The Aftershock of the Pandemic — a Brief Essay

The necessity to prioritise protection of life cannot be rationalised with. Preventing explosive viral spread resulting in the calamitous situation of the emergency health system getting overloaded — with potentially more sick people requiring ICU beds than we had capacity for — needed to be done before anything else.

But, when Scott Morrison and Chief Medical Officer Prof Brendan Murphy hesitated for too long from implementing further containment measures after they presciently, admirably, closed our borders to China earlier than the World Health Organisation were advising, the medical community nervously swelled into calls for more decisive action — especially after the Ruby Princess debacle in Sydney, which injected the biological equivalent of a ‘cluster bomb’ into NSW.

We managed to dodge that bullet…of mushrooming viral spread reaching a critical mass whereby we would have lost control over it, leading us to the kind of carnage we viewed with growing horror happening in Wuhan, Milan, Iran and NYC. We quashed the wave before it became a tsunami. We carried off a small miracle. We watched in quiet horror the growing numbers of infected all around us worldwide, whilst we studied and worked from home and applied for financial concessions and welfare payments. But there will be a "secondary health impact” of the pandemic — an aftershock that also needs to be reckoned with: the downstream adverse effects of job losses, financial stress and social isolation. And how will we cope with that wave? The Australian on 25 March wrote an article 'Coronavirus: Mental health strategy targets risk of suicide surge’ that quoted eminent youth psychiatrist Prof Pat McGorry: “It will be a challenge to meet the new demand, as it will be difficult to see people face-to-face.”

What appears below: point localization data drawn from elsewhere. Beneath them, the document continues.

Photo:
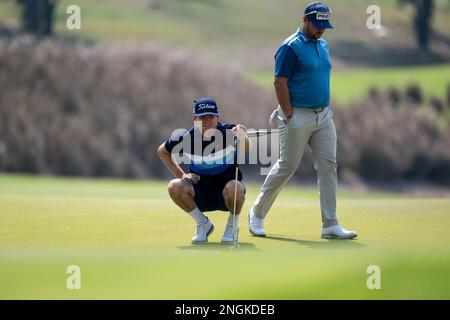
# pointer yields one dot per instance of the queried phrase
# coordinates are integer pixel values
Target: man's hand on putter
(240, 131)
(191, 176)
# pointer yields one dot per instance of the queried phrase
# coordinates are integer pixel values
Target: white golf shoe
(203, 232)
(337, 232)
(256, 225)
(228, 234)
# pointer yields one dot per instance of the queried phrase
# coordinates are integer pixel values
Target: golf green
(131, 242)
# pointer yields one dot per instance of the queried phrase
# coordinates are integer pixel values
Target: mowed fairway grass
(131, 241)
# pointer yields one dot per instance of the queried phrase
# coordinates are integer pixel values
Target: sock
(230, 220)
(198, 216)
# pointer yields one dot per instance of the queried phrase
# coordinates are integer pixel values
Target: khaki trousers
(305, 129)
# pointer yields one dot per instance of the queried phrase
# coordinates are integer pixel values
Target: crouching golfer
(209, 147)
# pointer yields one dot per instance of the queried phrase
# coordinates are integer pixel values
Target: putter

And “Unlike the physical health system, the mental health system is not fit for purpose.” That’s because the non-medical penny-pinching bureaucrats who took over its management in the 80s ‘reformed' it by plucking out all its feathers, ground it down, eroded it, and, quite frankly, decimated it over these many years to become a frugal, bare-bones, base 'crisis care’ minimalist version.

It is never too late to construct a superior quality, cutting-edge, world’s best health system. That would require a reconfiguration though — the medical specialists would need to be deployed to take control to re-design, re-build and take over operation of it based on modern healthcare principles. That would need to replace the dysfunctional despotic, populist, medieval principles and soul-less practices that have been allowed to flourish.

The key method would be putting the experts in charge and revising the administrative job descriptions such that bureaucrats would be working alongside the clinicians, following their leadership and guidance about healthcare matters. It would need to be enshrined in legislation to never again allow to creep into place such a sick, topsy-turvy, dysfunctional system model where the tail wags the dog — administrators telling the healthcare experts how to do their job should never be allowed to happen again. Lives are lost, disability rates soar much higher and huge amounts of healthcare dollars are wasted than need to be the case.

If only the administrators had listened to the doctors about how to manage what was primarily a healthcare emergency…we could have avoided the billions of dollars now needing to be spent on welfare, rebuilding the economy (when we were so close to a budget surplus that the pollies could smell it) and the coming likely aftershocks of the pandemic.

I’m not going to hold my breath waiting for anyone to learn anything from what happened and to change the entire administrative model and dysfunctional healthcare culture when administrators are more in control of it more than politicians are, and whilst politicians are more likely to ask those very bureaucrats for solutions (where the solution is that most of them should be sacked due to the excessive layers of bureaucracy present) than to ask healthcare clinicians in any meaningful way. The way the Government currently goes about asking for health system reform advice, when they do (which is mostly setting up expensive committees made up of non-experts), is meaningless and leads to no change at best and at worst to wasteful and meaningless reshuffling, musical chairs and more expensive bureaucratic layers being added onto an already fractured system due to the number of criss-crossing unnecessary layers and superficial populist models and solutions.

No, I’m just going to get on with treating, in the private sector, anyone needing care, all those with existing mental health problems and new onset. A fascinating clinical aspect is the different psychological responses I’ve seen to the pandemic and the subsequent measures and restrictions to deal with it. I’ve noticed 3 broad categories of response:

  1. Majority have had an amplification of their distress and propensity to symptoms due mainly to the restrictions especially those finding themselves stuck with dysfunctional and/or triggering families.
  2. Smaller but substantial group who feel surprisingly good — they are in fact relieved that they are no longer outliers as their distress levels are being felt by everyone else — they feel more ‘in sync’ with their social environment, which appears to be a healing experience for them. I’ve noticed they have a spring in their step.
  3. Very small group of very angry patients who experience a perverse pleasure and gratification that the human race is suffering what they perceive as a biblical punishment for society’s multiple crimes — against humanity, the environment, for failing to protect the more they were. This group are hoping to come out on top — that this catastrophe, like the biblical flood, will be a great leveller, equaliser and give them some degree of psychological reparation. I ran this categorisation by 550 of my colleagues and their response was that their experiences matched mine.